As an example, consider the following hypertext document:
Update (2013-10-17 21:44:33): I just saw that the W3C document has a current version.
Update (2014-03-24 22:15:55): A month ago, I noticed that Google Chrome no longer implements run-in. Therefore, I suppose we will not see any universal support for this value any time soon.
Compatibility with old user agents is very important to me, because I strongly believe that if you buy a computer at any time, and it works perfectly, then you should be able to stick to that computer for as long as you wish. After all, a writer who bought a high-quality computer in the late 90s should still be able to use it the exact same way he did when it was new. In addition, if you do separate content (HTML) from style (CSS) as you should do, it should not be particularly difficult to ensure a decent fallback on old user agents.
Before the recent markup improvement on my sites, they were essentially compatible with every version of Internet Explorer from 5.0. The new markup, which is far more elegant, efficient, and modern, requires only little more: Internet Explorer 5.5. Hence, my sites remain very compatible in this respect. As a comparison, some of the most visited sites on the web fail already in Internet Explorer 6.0 on Windows XP (microsoft.com being one example).
At my sites, almost no JavaScript is used; I almost exclusively work with hypertext documents (as apposed to hypertext applications), and I strongly believe that hypertext documents should only be declarative if possible. Therefore, the main issue in terms of legacy browser compatibility is the CSS support. At the MSDN, Microsoft provides a comprehensive description of the CSS support in old versions of Internet Explorer.
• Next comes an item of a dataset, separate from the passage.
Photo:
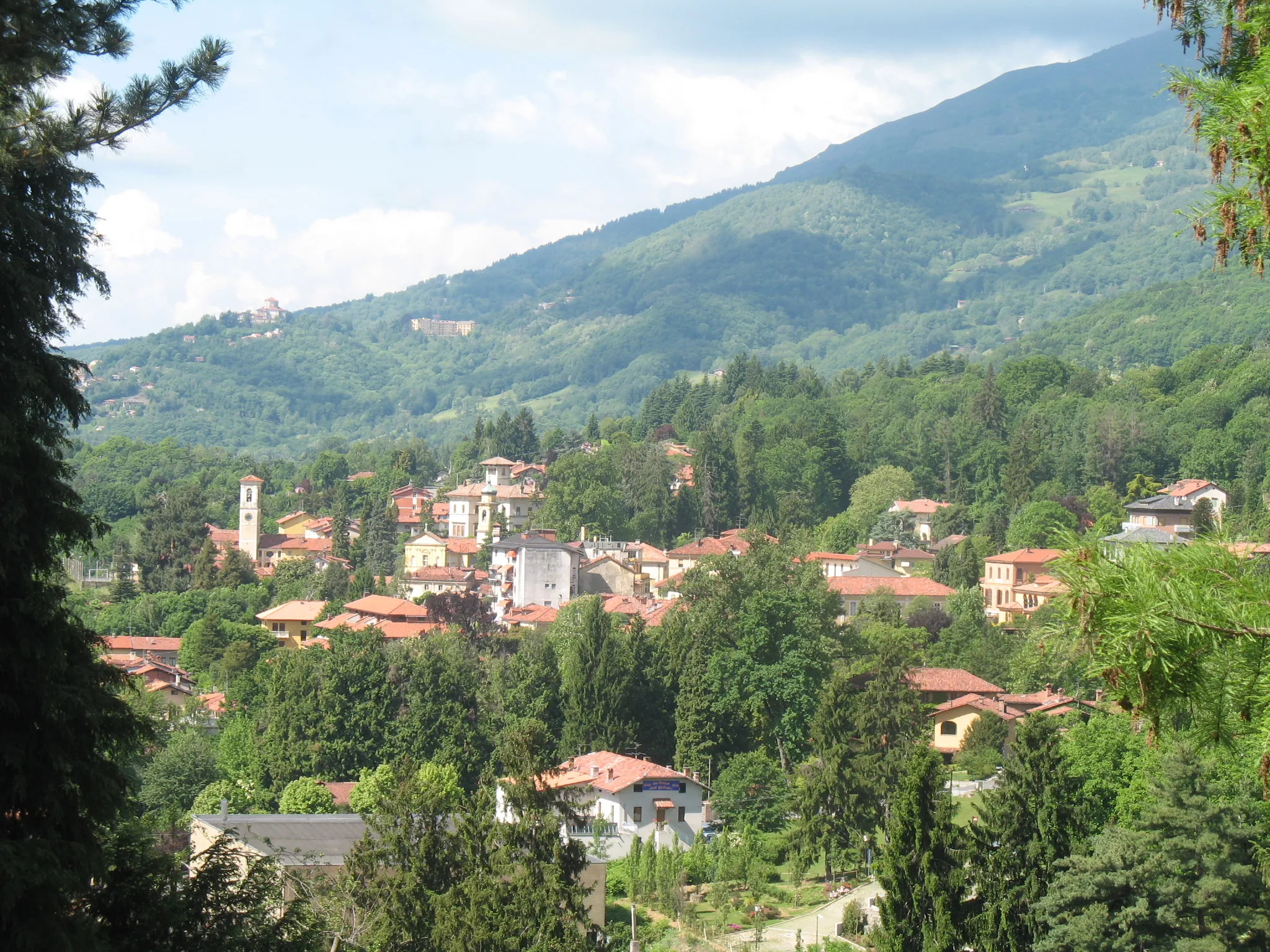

Below is the subset of this data that is of significance to my sites:
Feature
IE 5.5
IE 6
IE 7
IE 8
IE 9
IE 10
text-shadow
No
No
No
No
No
Yes
box-shadow
No
No
No
No
Yes
Yes
:last-child
No
No
No
No
Yes
Yes
:not
No
No
No
No
Yes
Yes
:lang
No
No
No
Yes
Yes
Yes
:before, :after, content
No
No
No
Yes
Yes
Yes
+, >, ~ selectors
No
No
Yes
Yes
Yes
Yes
Attribute selectors
No
No
Yes
Yes
Yes
Yes
linear-gradient
No
No
No
No
No
Yes
-ms-filter
No
No
No
Yes
Yes
Yes
filter
Yes
Yes
Yes
Yes
Yes
Yes
I have every (non-current) version of Internet Explorer from 3.0 and upwards installed in virtual machines. Below, I give the details of the rendering of my sites in all these versions of Internet Explorer. I investigate only my article on Swedish grammar since that page is the most technically demanding page on the site; it even includes a JavaScript that automatically generates a TOC.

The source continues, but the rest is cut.